Forum / Travail du dimanche: notre gouvernement est bel et bien réactionnaire
C’est un changement qu’on veut nous vendre comme étant „moderne“. Ce mot, qui sonne tellement creux, est utilisé à l’usure par l’un ou l’autre membre du gouvernement. En vérité, il ne veut absolument rien dire, et chacun qui l’utilise devrait être obligé d’y ajouter des explications supplémentaires, presque comme un mode d’emploi.
Un autre adjectif utilisé dans le titre du présent papier mérite qu’on s’y attarde un peu, je veux parler du terme de „réactionnaire“. Sachez que d’après le dictionnaire ce mot „désigne une perspective politique conservatrice et traditionaliste d’une personne. Les idéologies réactionnaires peuvent être radicales dans le sens d’un extrémisme politique au service du rétablissement des conditions passées“. Rien à ajouter!
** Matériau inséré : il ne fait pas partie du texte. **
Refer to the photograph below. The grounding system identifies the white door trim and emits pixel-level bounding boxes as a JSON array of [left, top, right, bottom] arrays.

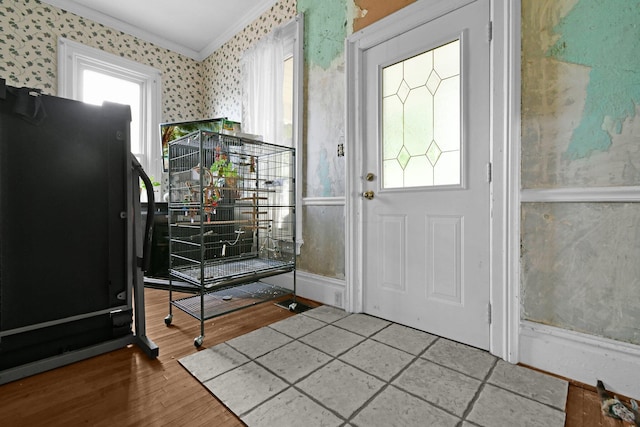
[[345, 0, 520, 363]]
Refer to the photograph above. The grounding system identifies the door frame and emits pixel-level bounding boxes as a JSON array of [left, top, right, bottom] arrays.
[[345, 0, 520, 363]]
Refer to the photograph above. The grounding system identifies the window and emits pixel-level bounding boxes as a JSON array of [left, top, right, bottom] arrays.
[[382, 40, 461, 188], [58, 38, 162, 181], [241, 14, 304, 250]]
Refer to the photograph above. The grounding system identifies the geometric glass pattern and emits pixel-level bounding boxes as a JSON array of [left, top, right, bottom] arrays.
[[382, 39, 462, 188]]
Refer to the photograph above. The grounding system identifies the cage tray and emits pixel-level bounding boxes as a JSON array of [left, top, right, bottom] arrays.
[[171, 258, 293, 284], [171, 282, 291, 321]]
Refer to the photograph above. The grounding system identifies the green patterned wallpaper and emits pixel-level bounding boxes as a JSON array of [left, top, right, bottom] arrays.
[[202, 0, 296, 121], [0, 0, 205, 121]]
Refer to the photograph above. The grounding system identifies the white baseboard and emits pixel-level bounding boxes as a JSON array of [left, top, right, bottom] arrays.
[[261, 270, 345, 308], [520, 321, 640, 400]]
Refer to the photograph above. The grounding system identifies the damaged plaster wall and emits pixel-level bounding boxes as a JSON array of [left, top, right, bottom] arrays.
[[521, 0, 640, 345], [204, 0, 422, 279], [521, 203, 640, 344]]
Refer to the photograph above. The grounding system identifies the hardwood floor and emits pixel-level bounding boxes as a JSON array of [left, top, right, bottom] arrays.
[[0, 289, 623, 427]]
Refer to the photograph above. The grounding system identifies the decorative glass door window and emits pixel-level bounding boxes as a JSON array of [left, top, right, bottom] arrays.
[[382, 39, 462, 189]]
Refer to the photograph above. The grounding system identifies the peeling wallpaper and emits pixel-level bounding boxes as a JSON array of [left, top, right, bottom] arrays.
[[521, 0, 640, 189], [547, 0, 640, 159], [520, 0, 640, 345], [0, 0, 420, 279], [0, 0, 205, 121]]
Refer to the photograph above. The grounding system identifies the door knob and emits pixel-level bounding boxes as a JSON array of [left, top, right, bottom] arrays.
[[362, 191, 373, 200]]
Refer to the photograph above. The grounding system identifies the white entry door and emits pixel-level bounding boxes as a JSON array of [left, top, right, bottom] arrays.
[[361, 0, 490, 349]]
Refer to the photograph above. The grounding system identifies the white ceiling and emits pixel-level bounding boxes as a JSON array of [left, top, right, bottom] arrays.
[[43, 0, 276, 61]]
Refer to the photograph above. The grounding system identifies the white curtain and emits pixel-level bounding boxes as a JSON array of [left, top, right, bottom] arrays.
[[240, 30, 284, 145]]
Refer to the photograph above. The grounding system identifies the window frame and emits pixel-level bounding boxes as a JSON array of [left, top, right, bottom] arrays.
[[58, 37, 162, 182]]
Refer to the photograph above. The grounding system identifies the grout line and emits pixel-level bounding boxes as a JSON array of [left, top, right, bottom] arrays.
[[462, 358, 499, 421]]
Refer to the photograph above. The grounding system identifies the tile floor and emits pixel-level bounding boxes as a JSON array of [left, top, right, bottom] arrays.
[[180, 306, 568, 427]]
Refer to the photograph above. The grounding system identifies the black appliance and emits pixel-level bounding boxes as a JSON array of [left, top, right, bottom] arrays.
[[0, 79, 158, 384]]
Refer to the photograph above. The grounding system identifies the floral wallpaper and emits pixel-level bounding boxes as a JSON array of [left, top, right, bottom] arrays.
[[0, 0, 205, 121], [203, 0, 296, 121]]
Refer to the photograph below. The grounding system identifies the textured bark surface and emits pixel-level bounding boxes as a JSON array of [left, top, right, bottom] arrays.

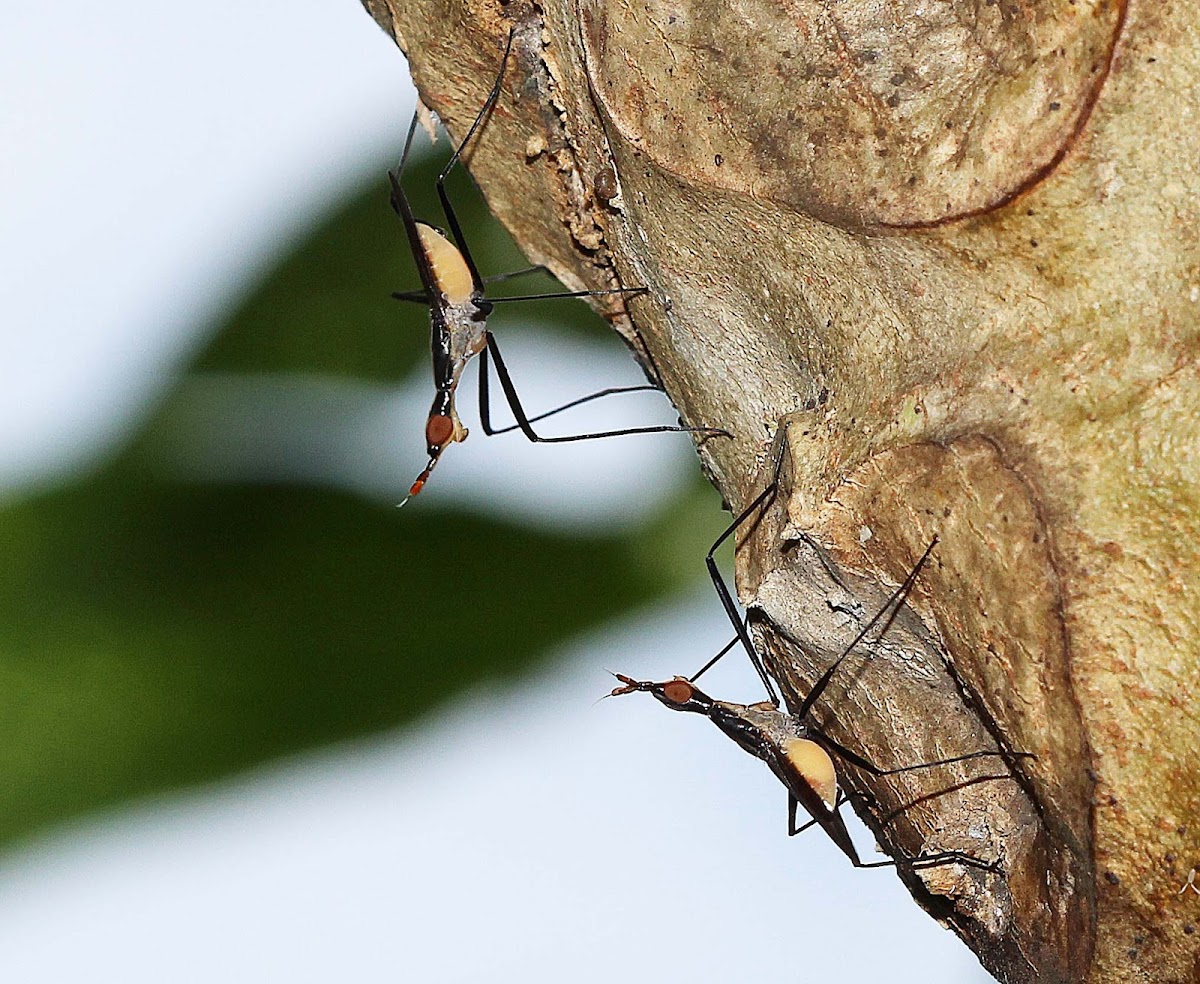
[[365, 0, 1200, 984]]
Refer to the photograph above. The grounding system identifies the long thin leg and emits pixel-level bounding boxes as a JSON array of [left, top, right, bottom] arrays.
[[484, 263, 550, 283], [437, 29, 516, 287], [479, 331, 730, 444], [692, 445, 784, 707], [688, 636, 742, 683], [821, 734, 1033, 775], [787, 792, 850, 838], [796, 536, 937, 721], [488, 287, 648, 304], [391, 278, 646, 306], [787, 793, 1000, 871]]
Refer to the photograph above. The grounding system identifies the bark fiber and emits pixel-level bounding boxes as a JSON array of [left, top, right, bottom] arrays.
[[364, 0, 1200, 984]]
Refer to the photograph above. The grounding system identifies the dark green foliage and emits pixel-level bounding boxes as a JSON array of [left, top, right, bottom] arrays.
[[0, 150, 720, 841]]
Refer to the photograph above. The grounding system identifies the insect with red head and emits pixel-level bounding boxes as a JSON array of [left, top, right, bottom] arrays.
[[388, 31, 730, 502]]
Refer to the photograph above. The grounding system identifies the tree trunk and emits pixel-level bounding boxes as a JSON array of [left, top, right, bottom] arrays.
[[365, 0, 1200, 984]]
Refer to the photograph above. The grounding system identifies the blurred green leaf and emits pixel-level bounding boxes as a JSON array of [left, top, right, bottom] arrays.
[[0, 145, 720, 841]]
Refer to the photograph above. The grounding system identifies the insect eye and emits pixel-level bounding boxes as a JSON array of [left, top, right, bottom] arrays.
[[425, 414, 454, 451], [662, 680, 696, 704]]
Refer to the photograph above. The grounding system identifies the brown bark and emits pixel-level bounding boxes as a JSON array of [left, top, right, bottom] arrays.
[[365, 0, 1200, 983]]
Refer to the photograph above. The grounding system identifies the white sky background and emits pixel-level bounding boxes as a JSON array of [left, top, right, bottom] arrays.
[[0, 0, 990, 984]]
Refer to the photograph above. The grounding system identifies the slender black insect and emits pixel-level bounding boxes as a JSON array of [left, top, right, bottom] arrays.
[[610, 538, 1031, 871], [388, 32, 728, 502]]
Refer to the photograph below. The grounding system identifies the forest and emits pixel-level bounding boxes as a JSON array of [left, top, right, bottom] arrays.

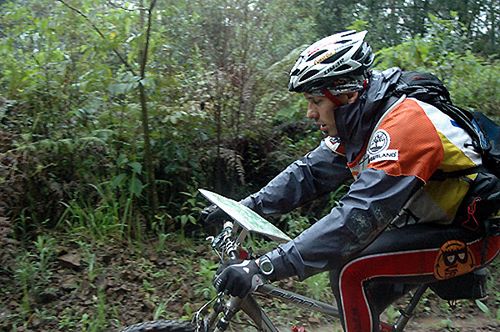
[[0, 0, 500, 331]]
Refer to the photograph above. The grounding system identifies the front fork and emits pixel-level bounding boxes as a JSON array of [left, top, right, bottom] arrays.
[[195, 295, 278, 332]]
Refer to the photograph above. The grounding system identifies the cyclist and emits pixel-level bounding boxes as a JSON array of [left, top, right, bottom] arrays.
[[204, 31, 498, 331]]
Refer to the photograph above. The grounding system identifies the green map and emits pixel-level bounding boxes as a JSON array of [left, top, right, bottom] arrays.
[[199, 189, 291, 242]]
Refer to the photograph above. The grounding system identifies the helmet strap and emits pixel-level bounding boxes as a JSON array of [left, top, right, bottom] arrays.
[[321, 88, 343, 107]]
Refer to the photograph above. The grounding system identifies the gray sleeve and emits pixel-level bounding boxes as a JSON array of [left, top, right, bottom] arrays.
[[267, 169, 424, 279], [241, 141, 352, 215]]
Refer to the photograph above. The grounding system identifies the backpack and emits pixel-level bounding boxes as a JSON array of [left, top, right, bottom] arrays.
[[391, 71, 500, 231], [392, 71, 500, 179]]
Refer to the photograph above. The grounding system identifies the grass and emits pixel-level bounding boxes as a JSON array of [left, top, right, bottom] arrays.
[[0, 200, 500, 331]]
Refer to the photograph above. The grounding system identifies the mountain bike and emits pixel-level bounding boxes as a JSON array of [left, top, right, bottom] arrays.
[[122, 189, 500, 332]]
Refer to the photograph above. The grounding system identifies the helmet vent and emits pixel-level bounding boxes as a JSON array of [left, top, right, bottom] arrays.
[[307, 50, 326, 61], [321, 47, 351, 63], [299, 70, 319, 82]]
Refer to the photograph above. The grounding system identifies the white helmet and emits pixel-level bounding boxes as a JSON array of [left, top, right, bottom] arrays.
[[288, 30, 374, 95]]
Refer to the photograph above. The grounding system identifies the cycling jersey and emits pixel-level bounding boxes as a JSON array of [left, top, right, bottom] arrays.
[[242, 68, 481, 279]]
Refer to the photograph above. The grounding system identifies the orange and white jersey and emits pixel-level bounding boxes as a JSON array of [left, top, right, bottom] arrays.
[[348, 97, 481, 227]]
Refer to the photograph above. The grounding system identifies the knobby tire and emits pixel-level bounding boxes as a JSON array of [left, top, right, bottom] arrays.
[[122, 320, 195, 332]]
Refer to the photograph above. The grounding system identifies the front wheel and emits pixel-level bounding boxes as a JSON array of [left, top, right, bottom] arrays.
[[122, 320, 196, 332]]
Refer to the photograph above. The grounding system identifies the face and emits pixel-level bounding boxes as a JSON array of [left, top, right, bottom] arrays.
[[304, 93, 349, 136]]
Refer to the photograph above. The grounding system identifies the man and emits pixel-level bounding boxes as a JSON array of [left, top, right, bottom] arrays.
[[202, 31, 496, 331]]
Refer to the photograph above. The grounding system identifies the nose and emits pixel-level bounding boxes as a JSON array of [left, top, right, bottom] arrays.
[[306, 102, 319, 119]]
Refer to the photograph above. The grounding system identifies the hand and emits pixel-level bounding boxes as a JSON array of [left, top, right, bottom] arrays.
[[214, 260, 264, 298], [200, 204, 231, 234]]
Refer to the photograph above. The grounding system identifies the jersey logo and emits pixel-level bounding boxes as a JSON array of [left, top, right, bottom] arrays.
[[368, 129, 399, 163], [434, 240, 475, 280], [368, 129, 391, 156]]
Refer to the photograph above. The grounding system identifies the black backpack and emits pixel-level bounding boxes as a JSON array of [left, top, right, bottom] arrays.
[[392, 71, 500, 178], [391, 71, 500, 230]]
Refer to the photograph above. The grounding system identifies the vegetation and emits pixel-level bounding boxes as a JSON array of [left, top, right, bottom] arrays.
[[0, 0, 500, 331]]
Voilà donc que le gouvernement, par la bouche de son ministre du Travail, est en train de tout vouloir „moderniser“, sauf soi-même … Il semble avoir à cœur d’assurer et d’assumer le rôle de guignol du gouvernement, tellement il est, à tous les coups, à côté de la plaque, que ce soit dans le domaine du Travail ou dans celui du Sport, qu’il chapeaute également, paraît-il.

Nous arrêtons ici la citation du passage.